The hyena is a carnivorous mammal of the Hyaenidae family. The family is the fifth smallest of the carnivorous mammals and one of the smallest mammals. Hyenas are a vital but unique component of the African ecosystem. Although they are nocturnal animals, they are known to hunt in the early morning hours. Hyenas are social animals that live in large groups with a well-defined hierarchy of leadership. They evolved in Eurasia and diversified into the bone-crushing and the lightly built dog-like hyenas. The dog-like hyenas spread and arrived across North America before a change in climate wiped them into extinction. The aardwolf is the only surviving dog-like hyena. The bone-crushing hyenas which are the spotted, brown, and striped hyenas rose to become the undisputed scavengers of Africa and Eurasia. These animals are prominently featured in mythology and folklore where they are viewed as worthy of contempt. In some communities especially in Africa, they are thought to a sign of bad omen and are killed as soon as they appear. The following are the surviving species of hyenas.
4. Aardwolf (Proteles cristata)
The aardwolf is the sole species of the dog-like hyenas after the rest were wiped out in North America by climate change. It is sometimes referred to as the maanhaar jackal because it resembles more of a jackal than a hyena. Unlike its relatives, the aardwolf does not hunt but instead feeds on small insects and larvae. It can be found in the shrublands of Southern and Eastern Africa. It prefers resting during the day and emerges at night to hunt insects especially termites. They are often mistaken for solitary animals, but they are monogamous and live with their offsprings. They are territorial and are likely to chase the intruder out of the territory. The aardwolf is classified as a species of Least Concern because of their extensive range. The immediate threat to these animals is the loss of habitat and their persecution by farmers who believe they are a threat to their livestock.
3. Striped Hyena (Hyaena hyaena)
The striped hyena is native to East and North Africa, the Indian subcontinent, Central Asia, the Caucasus, and the Middle East. It is considered a Near Threatened species because the number of mature individuals is less than 10,000 and continues to decline. The stripped hyena is the smallest of the true hyenas. It is relatively bigger than the aardwolf. The forelimbs are significantly longer compared to the hind legs. The neck is long and thick preventing the animal from moving its head freely. These hyenas have a winter coat that is long and uniform and stretches from the occiput to the tip of the tail. It is primarily nocturnal typically leaving the den during total darkness and returning before sunset. They are not as social as the spotted hyenas with groups containing between two to seven animals. The striped hyena is a scavenger that feeds on carcasses regardless of the stage of decomposition. It also feeds on ligaments, fresh bones, bone marrow, and cartilages. Occasionally the hyena will attack and kill an animal it can overcome.

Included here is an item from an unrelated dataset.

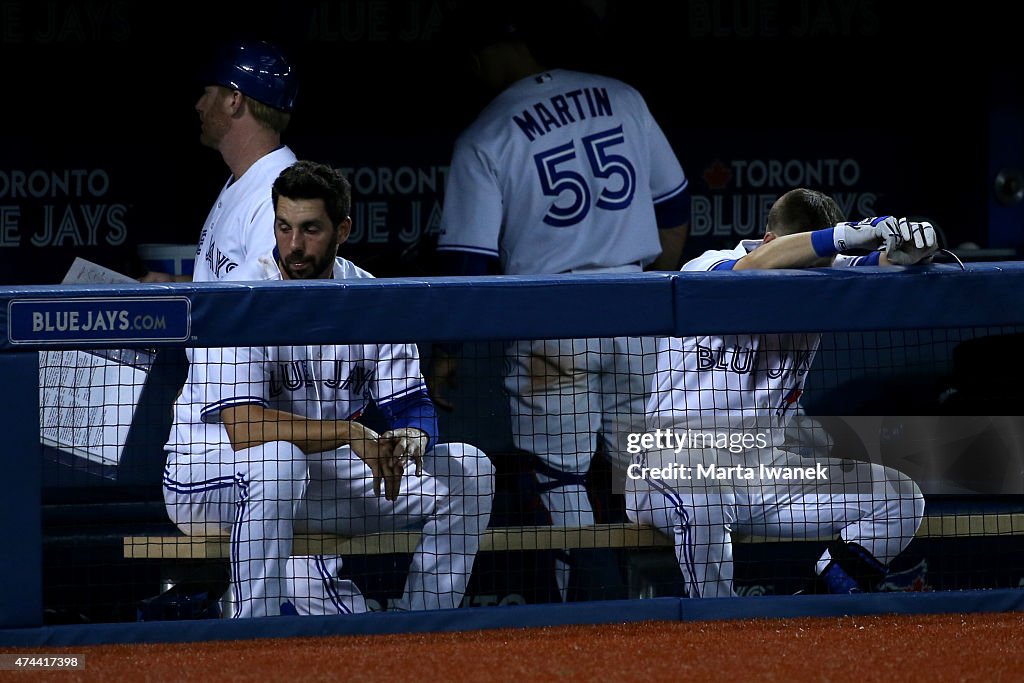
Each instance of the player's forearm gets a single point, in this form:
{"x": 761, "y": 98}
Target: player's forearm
{"x": 791, "y": 251}
{"x": 249, "y": 426}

2. Spotted Hyena (Crocuta crocuta)
The spotted hyena is the most widespread of the hyenas and is classified as a species of Least Concern as between 30,000 and 50,000 individuals roam the wild. They are native to sub-Saharan Africa where they continue to thrive. It is the largest of the hyenas and easily distinguished from the other species by its bear like physique. It is the most social carnivore in that it lives in groups of about 30 members with complex social hierarchies. This hyena has a sturdy and well-built body but underdeveloped hindquarters. Its skull is much more prominent to that of the striped hyena, its jaws are powerful enough to crush bones and hold prey for a long time. The bite force of a spotted hyena outmatches that of the brown bear. The fur of the spotted hyena varies and change with age; it contains spots rather than stripes typical of the brown and stripped hyenas. It is the most defined scavenger in sub-Saharan Africa. When moving in a park, these animals are known to snatch kills from lions and leopards. Although these animals are scavengers, they kill 60% of their prey.
1. Brown Hyena (Hyaena brunnea)
The brown hyena, also known as the strandwolf, is the rarest of the hyenas. It is found in Zimbabwe, South Africa, Mozambique, and Namibia. The largest remaining population of this hyena is found in the Kalahari Desert. It is mostly found in the desert and semi desert environment, and woodland savannas. In some rare cases, the brown hyena moves close to urban areas in search of food. It is distinguished from other hyenas by their pointed ears, short tail, and long dark brown shaggy coat. They have powerful jaws like those of the spotted hyena that can easily break bones. They are scavengers and their diet consist of leftover carcasses. However, they supplement the diet with eggs, insects, rodents, and small mammals.